Iterative Policy Evaluation

The iterative policy evaluation algorithm is beautifully simple: initialize values, apply the Bellman equation everywhere, and repeat until nothing changes. Yet this simple procedure is guaranteed to find the true value function $V^\pi$ for any policy.

The Algorithm

📖Iterative Policy Evaluation

An algorithm that computes $V^\pi$ by repeatedly applying Bellman expectation updates to all states until the values converge to the unique fixed point.
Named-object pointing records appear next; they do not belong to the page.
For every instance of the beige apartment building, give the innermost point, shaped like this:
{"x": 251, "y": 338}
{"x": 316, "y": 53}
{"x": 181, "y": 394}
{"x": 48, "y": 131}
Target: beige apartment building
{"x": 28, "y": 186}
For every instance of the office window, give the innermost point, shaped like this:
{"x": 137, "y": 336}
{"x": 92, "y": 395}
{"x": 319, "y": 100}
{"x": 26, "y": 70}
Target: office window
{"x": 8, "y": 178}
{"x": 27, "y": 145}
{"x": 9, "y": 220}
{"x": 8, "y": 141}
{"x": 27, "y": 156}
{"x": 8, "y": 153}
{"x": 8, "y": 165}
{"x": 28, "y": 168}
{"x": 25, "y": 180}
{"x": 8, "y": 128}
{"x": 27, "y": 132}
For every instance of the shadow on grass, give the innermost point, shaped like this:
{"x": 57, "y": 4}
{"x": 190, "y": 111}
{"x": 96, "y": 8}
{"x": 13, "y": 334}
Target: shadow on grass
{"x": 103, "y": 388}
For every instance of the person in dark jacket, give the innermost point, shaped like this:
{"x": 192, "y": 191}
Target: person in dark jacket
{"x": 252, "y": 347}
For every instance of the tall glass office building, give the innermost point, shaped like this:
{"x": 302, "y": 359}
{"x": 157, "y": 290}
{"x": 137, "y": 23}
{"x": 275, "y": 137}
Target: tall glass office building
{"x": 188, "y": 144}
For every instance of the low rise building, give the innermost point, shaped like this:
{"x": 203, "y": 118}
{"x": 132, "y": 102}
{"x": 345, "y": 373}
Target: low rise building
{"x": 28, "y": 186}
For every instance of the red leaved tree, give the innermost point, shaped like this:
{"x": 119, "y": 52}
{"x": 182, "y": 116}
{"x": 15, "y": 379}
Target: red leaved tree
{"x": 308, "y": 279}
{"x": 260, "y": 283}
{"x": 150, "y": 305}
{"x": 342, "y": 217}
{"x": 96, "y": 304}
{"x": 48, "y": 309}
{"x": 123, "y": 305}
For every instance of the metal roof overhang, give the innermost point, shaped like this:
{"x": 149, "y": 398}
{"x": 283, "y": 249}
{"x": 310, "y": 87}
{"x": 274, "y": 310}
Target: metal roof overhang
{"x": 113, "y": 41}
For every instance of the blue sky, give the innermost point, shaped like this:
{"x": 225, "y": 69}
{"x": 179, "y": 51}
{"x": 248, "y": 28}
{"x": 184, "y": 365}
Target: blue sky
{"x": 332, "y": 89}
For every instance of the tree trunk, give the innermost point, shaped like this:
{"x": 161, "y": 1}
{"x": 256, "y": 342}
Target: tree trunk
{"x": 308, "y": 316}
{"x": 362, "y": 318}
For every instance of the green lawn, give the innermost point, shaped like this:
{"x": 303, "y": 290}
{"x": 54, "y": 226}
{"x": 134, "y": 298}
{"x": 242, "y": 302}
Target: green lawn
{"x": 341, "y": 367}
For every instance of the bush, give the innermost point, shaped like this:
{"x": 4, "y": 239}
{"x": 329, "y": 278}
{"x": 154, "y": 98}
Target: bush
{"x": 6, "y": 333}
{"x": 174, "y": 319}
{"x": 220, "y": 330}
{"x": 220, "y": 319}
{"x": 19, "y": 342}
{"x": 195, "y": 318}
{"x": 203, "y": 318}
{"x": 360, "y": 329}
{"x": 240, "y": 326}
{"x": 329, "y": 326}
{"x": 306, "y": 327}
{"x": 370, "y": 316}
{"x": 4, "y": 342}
Think of it like ripples spreading across a pond. Initially, we know nothing about the values, so we guess zeros everywhere. Then we propagate information: states near rewards learn their values first. With each sweep, value information spreads further through the MDP until it reaches equilibrium.

The key insight is that we do not need to solve the Bellman equations directly. Instead, we iterate towards the solution.

The algorithm has three phases:

Initialize: Set all state values to some arbitrary starting point (typically zero)
Sweep: Update every state’s value using the Bellman expectation equation
Repeat: Keep sweeping until the values stop changing significantly

The Update Rule

At each iteration $k$ , we compute new values for all states:

∑Mathematical Details

$V_{k+1}(s) = \sum_a \pi(a|s) \left[ R(s,a) + \gamma \sum_{s'} P(s'|s,a) V_k(s') \right]$

Let us break this down:

$\pi(a|s)$ is the probability of taking action $a$ in state $s$ under our policy
$R(s,a)$ is the expected immediate reward for taking action $a$ in state $s$
$P(s'|s,a)$ is the probability of transitioning to state $s'$
$V_k(s')$ is our current estimate of the value of state $s'$
$\gamma$ is the discount factor

The outer sum averages over all actions according to the policy. For each action, we compute the expected reward plus the discounted expected value of the next state.

The update asks: “If I am in state $s$ and I follow policy $\pi$ , what return do I expect?”

We compute this by looking one step ahead. We know the immediate reward, and we use our current value estimates to approximate the rest. The genius is that even if our current estimates are wrong, repeating this process eventually makes them right.

A Worked Example

📌3-State MDP

Consider a simple MDP with three states: A, B, and C. State C is terminal. The agent always moves right. All transitions are deterministic with reward -1 except reaching C which gives reward +10.

     -1        -1       +10
[A] -----> [B] -----> [C] (terminal)

Let us evaluate this policy with $\gamma = 0.9$ .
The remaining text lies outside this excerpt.